Check out Tarak nath das biography, profile, birthday, family, wiki and some lesser known facts about his contribution to Indian freedom struggle.
Tarak nath das biography
- Name- Tarak nath das
- Known for- Contribution to Indian freedom struggle
- Important dates
- Birthday- 15 June 1884
- Obit day- 22 December 1958
- Important places
- Place of birth- Kanchrapara, 24 Parganas, Bengal (British India)
- Obit place- New York City (USA)
- Institutions- General Assembly’s Institution (now Scottish Church College)
- Educational qualifications- Master of Arts, Phd
- Father- Kalimohan
- Mother- NA
- Siblings- Girija
- Spouse- Mary Keatinge Morse
- Children- NA
Lesser known facts
- When Tarak nath das was in school, his headmaster saw his writing capabilities and encouraged him to participate in an essay competition on patriotism. His quality of writing was so good that Mr P. Mitter, who was one of the judges, asked him to be recruited to Anushilan samiti.
- He served as a Political science professor at Columbia University. He was also a visiting faculty in many other universities.
- As a young man in 1906, Tarak nath das along with Bagha Jatin participated in ‘Sitaram Festival’ at Mohammadpur, Jessore. They used the opportunity to help in creating a climate of sympathy in Western countries for the Indian freedom struggle.
- In 1905, he had escaped to Japan so that he could get away from persecution by British governement.

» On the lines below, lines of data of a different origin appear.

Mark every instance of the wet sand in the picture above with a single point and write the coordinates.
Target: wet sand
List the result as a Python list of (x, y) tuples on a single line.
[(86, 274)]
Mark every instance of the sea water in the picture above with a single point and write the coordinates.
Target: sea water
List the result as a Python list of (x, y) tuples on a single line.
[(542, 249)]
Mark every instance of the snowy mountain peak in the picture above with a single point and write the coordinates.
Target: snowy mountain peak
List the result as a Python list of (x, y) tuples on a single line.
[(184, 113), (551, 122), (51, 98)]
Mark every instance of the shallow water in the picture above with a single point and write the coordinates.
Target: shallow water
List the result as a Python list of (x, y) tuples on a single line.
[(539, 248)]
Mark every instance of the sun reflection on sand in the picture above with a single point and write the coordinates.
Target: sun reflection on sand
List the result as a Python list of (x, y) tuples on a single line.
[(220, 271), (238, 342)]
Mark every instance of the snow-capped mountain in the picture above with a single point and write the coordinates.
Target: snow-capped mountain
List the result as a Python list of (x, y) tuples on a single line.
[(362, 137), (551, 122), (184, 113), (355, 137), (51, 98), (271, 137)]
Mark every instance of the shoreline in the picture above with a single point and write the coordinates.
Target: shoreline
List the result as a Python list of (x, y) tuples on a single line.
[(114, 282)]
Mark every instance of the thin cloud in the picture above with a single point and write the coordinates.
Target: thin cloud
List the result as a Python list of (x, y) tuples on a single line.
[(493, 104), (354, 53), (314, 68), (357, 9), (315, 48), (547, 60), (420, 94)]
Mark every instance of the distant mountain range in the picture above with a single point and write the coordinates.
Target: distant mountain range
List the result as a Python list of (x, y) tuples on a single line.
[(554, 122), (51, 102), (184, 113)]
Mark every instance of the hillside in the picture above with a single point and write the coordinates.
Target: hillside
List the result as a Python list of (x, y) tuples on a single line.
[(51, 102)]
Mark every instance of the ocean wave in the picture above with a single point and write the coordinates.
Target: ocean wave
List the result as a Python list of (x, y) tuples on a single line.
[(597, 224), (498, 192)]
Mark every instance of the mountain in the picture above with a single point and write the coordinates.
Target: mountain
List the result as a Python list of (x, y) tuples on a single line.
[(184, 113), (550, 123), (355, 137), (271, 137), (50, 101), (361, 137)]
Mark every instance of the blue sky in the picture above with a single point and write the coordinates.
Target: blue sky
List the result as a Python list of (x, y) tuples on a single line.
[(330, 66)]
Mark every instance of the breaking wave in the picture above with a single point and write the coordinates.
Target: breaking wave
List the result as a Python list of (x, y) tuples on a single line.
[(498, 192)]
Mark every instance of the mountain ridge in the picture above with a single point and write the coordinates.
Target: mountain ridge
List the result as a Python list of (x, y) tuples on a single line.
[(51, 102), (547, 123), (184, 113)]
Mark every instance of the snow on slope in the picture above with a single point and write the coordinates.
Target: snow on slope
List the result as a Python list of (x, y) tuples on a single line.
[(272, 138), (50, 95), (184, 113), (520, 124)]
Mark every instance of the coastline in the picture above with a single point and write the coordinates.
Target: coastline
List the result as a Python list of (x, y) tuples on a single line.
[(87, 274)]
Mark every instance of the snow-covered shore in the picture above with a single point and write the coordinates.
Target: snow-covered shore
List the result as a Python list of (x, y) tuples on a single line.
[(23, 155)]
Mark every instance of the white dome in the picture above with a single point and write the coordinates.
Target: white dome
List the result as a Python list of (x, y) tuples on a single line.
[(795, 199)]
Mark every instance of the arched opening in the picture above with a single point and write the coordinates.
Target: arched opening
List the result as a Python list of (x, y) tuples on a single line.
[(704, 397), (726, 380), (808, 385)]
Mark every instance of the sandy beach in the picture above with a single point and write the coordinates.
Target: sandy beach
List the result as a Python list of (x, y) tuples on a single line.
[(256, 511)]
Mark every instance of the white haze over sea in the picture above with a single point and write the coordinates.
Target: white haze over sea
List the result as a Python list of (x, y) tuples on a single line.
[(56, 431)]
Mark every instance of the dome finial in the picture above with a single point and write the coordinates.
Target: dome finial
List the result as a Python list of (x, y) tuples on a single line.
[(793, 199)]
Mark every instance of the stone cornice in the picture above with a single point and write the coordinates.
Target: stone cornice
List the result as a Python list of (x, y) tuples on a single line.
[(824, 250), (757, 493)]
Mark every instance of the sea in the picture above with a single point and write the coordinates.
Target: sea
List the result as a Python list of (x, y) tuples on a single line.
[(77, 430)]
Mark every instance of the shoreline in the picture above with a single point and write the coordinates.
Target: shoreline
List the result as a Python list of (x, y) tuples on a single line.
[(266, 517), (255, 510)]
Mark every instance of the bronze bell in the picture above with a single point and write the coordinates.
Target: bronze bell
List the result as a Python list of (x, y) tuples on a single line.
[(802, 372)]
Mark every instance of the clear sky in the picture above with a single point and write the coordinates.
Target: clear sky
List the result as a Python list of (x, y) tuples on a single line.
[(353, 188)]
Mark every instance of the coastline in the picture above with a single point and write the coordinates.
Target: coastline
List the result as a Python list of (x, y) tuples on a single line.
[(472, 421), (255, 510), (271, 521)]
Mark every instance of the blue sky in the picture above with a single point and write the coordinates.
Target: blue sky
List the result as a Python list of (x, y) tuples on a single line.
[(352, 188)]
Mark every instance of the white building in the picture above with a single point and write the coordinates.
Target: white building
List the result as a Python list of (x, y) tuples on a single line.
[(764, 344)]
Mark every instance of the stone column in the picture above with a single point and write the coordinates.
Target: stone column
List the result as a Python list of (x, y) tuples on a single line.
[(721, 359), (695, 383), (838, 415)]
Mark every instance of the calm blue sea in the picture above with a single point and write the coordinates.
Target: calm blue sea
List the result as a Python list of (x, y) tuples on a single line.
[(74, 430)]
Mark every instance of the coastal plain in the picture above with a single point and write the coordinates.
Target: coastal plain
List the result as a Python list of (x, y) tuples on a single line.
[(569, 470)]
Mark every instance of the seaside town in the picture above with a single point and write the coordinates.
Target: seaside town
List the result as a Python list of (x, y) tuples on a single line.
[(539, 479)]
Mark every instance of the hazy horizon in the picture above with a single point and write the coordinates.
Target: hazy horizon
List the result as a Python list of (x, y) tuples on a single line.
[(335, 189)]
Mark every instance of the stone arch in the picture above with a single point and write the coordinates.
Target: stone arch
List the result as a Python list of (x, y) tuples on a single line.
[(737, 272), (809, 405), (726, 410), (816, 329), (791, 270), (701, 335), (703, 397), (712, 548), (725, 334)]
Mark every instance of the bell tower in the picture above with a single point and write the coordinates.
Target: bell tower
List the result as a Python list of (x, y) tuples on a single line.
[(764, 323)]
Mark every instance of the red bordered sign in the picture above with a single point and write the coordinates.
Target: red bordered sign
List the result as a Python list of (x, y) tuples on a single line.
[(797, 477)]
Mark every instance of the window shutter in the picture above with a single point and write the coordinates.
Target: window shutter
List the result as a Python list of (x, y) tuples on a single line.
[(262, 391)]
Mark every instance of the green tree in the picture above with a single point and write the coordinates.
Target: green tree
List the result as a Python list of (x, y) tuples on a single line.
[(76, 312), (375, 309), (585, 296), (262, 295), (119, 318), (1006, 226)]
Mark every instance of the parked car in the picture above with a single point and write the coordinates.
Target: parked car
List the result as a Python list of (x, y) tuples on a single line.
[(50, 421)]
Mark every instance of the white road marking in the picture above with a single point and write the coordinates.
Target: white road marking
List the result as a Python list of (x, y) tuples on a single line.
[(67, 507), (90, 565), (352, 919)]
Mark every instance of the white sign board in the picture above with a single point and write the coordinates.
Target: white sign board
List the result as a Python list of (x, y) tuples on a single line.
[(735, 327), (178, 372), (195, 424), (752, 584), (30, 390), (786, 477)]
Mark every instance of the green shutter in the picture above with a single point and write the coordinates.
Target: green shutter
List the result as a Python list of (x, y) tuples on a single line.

In Japan, the Meiji government later started cracking down on freedom movements as a result of their agreement with British. Tarak Nath das later left Japan and reached United States (Seattle) in 1907.
- He was also one of the founders of the Indian Independence League.
- He started his journal ‘Free Hindustan’ in English and Gurumukhi. It is claimed to be the ‘first South Asian publication in Canada’.
- Tarak nath das also founded the ‘Swadesh Sevak Home’ which was actually a boarding school for kids of Asian Indian immigrants.
- He was incarcerated due to Hindu German conspiracy. When he was released in 1924, he married his long-time friend Mary Keatinge Morse. His wife was also a founding member of National Association for the Advancement of Colored People.
- Tarak nath das visited Indian after forty-six years in exile in 1952 as a Visiting Professor of Watumull Foundation. He also founded Vivekananda Society, Calcutta.